一方で2021年度に閉店した店舗数は637軒、と2020年の612店舗よりも増えているが、閉店の割にはホールの倒産件数が少ないことが分かる。
「ホールの倒産件数が少ないのは、前向きな廃業をしているから。4店舗あった店を半分にしたりするケースが、その閉店数に現れている。個人経営しているところは会社に余裕はないが、オーナーの資産はしっかり確保している。むしろ、ホールにぶら下がっている販社などの業種が滅茶苦茶影響を受けている。1000万円以下の倒産数が多い。中には500万円の負債すら払えないケースもある」(シンクタンク関係者)
NHKでこの「前向きな廃業」について神奈川県のホールの事例を紹介していた。3代目の趙哲来社長が顔出しで登場していた。
ホールは54年前、祖父が立ち上げた。2店舗あったホールを今年1店舗を閉店した。経営は徐々に行き詰っていたが、コロナ禍でさらに悪化したために、閉店を決断した。1億円のコロナ融資の返済が開始される中、コンサル会社の提案は廃業の選択肢だった。

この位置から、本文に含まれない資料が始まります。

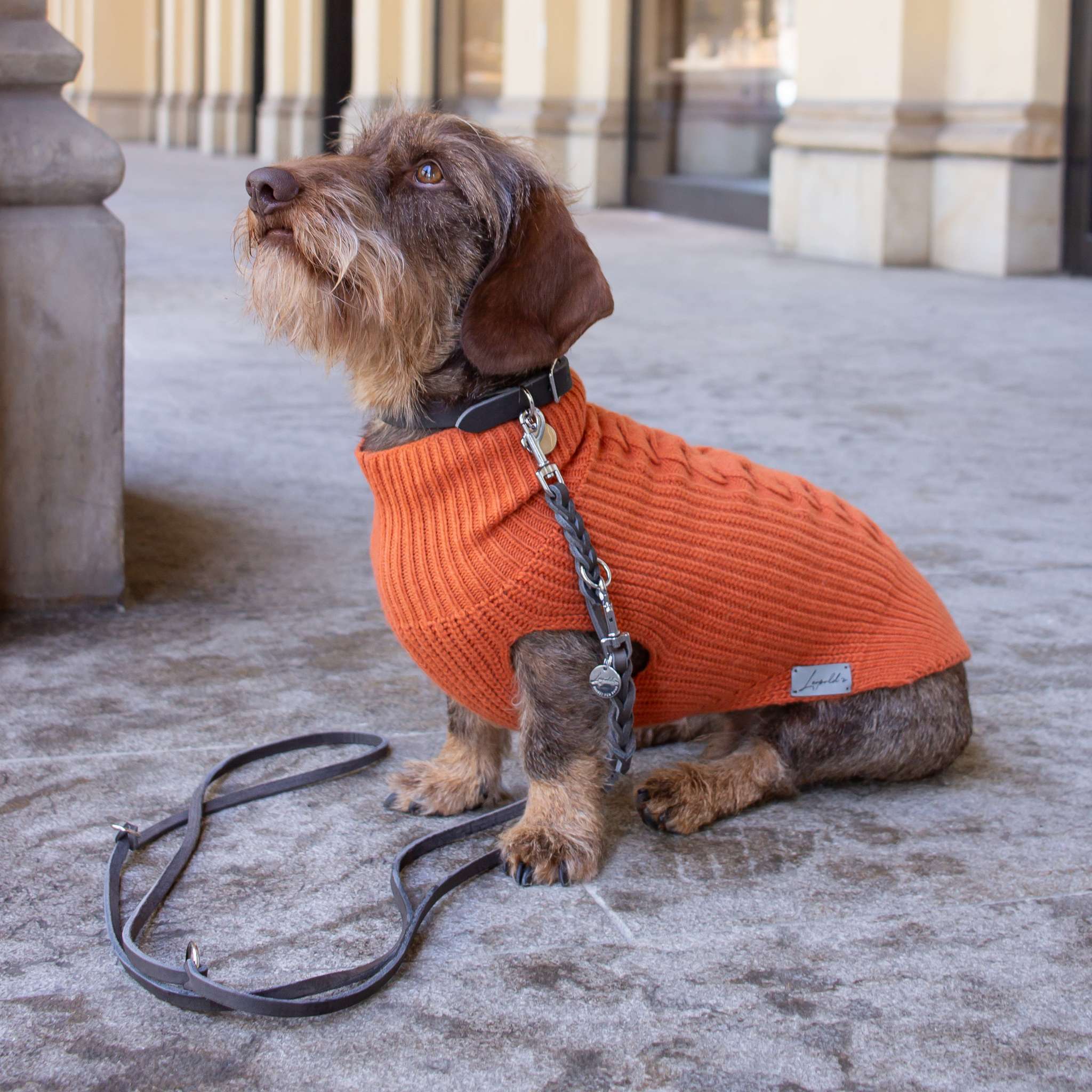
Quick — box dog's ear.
[462,189,614,376]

過去5年分の損益の推移を比較。将来予測を今の売り上げの50%で推計すると、どこで廃業を決めれば会社の痛みが最小限に抑えられるかを見極めることが必要で、「擬態的目安をつけることが重要」と指摘した。
趙社長は代々伝わって来た店を残すことに拘り続けてきた。しかし、廃業を一つの選択肢に入れたことで、事業を柔軟に切り替える意識を持てるようになった。
「一つの事業に拘らずに事業転換も含めて常に考えていく。撤退と転換選択の幅が広がった」と振り返る。
前向きな廃業とは財産を残すために事業を止めることで、廃業=負けではないことを認識しはじめたために、閉店が増えているものと思われる。
廃業はマイナスイメージが強かったが、倒産がハードランディングとすれば、廃業はソフトランディングである。廃業か存続かの見極めは難しいが、先が見えない時は、ソフトランディングによる廃業が今後も増えていきそうだ。
経営者は自分の会社に強い思い入れがあるので、なかなか止めようというところまでは行かないことも確か。経営者は経営が厳しくなればなるほど、誰にも相談できずにマイナス思考に陥り、倒産する羽目になる。
廃業、前向きな廃業は次へのチャレンジにつながる、というプラス思考の発想が生まれる。